Prosecution counsel Melanie Greally told Judge Nolan that Cunningham had been attending a darts tournament at the Citywest Hotel on the night of the accident.

Cunningham, who had consumed "about eight pints", had booked a room in the hotel but "could offer no reason" why he decided to drive back to Cavan at 1am.

He ended up driving south on the N7 until he came off at the Kill slip road before driving back down onto the dual carriageway in the wrong direction.

The court heard Mr Mendez and his fiancee Latoya Scott were returning from a dinner celebrating Ms Scott's birthday and were travelling in the outer lane in the direction of Naas when, according to Ms Scott, all she could remember was seeing a flash of light and feeling the impact, which sent their car spinning out of control.

Ms Scott managed to free herself but her fiance, who was revived momentarily at the scene, was trapped and had to be cut from the wreckage.

He was taken to hospital where he later died.

Ms Scott said in her victim-impact statement that her fiance's death had left her completely devastated. She said: "My whole life has changed. I feel I don't have a life. My life is totally empty and I don't feel I will ever celebrate a birthday again.

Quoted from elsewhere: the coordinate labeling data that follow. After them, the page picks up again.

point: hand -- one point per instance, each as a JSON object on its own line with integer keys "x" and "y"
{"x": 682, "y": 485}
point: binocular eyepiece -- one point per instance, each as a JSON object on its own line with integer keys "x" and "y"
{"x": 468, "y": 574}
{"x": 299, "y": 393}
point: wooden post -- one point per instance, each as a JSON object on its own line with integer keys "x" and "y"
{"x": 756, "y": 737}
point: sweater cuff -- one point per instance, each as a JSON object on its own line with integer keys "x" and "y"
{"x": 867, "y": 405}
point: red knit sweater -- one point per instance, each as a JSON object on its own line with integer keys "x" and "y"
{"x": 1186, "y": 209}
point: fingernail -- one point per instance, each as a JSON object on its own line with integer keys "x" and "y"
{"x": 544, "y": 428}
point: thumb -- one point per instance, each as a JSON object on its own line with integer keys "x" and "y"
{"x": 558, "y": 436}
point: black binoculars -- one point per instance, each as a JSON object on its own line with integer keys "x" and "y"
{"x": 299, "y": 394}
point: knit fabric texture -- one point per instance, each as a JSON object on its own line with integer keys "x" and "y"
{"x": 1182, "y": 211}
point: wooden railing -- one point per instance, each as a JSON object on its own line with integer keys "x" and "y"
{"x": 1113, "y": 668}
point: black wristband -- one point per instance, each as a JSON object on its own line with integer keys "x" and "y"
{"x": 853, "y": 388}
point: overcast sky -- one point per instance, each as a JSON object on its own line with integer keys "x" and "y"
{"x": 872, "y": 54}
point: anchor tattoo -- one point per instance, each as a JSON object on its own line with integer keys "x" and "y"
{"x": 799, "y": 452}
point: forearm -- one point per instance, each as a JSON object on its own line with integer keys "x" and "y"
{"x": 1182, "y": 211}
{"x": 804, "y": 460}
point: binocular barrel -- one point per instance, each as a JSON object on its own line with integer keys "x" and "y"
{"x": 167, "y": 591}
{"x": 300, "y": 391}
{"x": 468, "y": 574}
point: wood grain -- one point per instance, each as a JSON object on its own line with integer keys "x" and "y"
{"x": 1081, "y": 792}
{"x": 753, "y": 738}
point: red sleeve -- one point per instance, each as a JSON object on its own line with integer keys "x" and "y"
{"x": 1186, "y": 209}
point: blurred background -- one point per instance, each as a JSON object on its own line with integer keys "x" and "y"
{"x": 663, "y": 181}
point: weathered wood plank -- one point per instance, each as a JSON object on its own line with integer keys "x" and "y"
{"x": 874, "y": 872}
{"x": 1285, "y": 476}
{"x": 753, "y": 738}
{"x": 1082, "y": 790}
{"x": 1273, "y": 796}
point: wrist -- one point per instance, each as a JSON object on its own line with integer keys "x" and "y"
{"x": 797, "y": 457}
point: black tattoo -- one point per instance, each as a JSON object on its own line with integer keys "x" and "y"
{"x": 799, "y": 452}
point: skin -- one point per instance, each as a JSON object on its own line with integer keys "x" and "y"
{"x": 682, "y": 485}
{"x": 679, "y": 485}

"Emmanuel was happy, calm, generous and would always say hello to everyone. I am left with so many questions."

The court heard that after he was discharged from hospital with minor injuries, Cunningham presented himself at a garda station.

He told gardai he could not remember getting into the car, driving the car onto the slip road or later against the flow of traffic.

After the accident, he was found to have had 150mg of alcohol per 100ml of blood.

Defence counsel Paul Greene said his client was extremely remorseful for what happened and before that night was a man of excellent character with no previous convictions.

Judge Nolan said he wasn't sure what had happened to Cunningham on the night of the offenses but said he didn't think drink caused him to do what he did.

He said his behaviour was totally out of character for Cunningham who he said, up until that night, was "a perfectly sensible man".

"I'm not sure Mr Cunningham knew what he was doing. I'm not sure the drink was the cause," the judge said.

"I'm not sure that I don't accept his explanation. It's very difficult to justly sentence this case.

"He's not dishonest, he's not stupid and he's a man who doesn't lack sense. I think something happened to Mr Cunningham that night that's not explainable by the drink he took".

Judge Nolan said Cunningham was certainly "drunk while driving the car" and that is "obviously a possibility" that the amount of drink put him into an "insensible state".

He said he had to take into account Cunningham's guilty plea, his co-operation with gardai, his lack of previous convictions and his own doubt surrounding whether the guilty man knew what he was doing.

An amount of €25,000 was handed into the court as a token of Cunningham's remorse.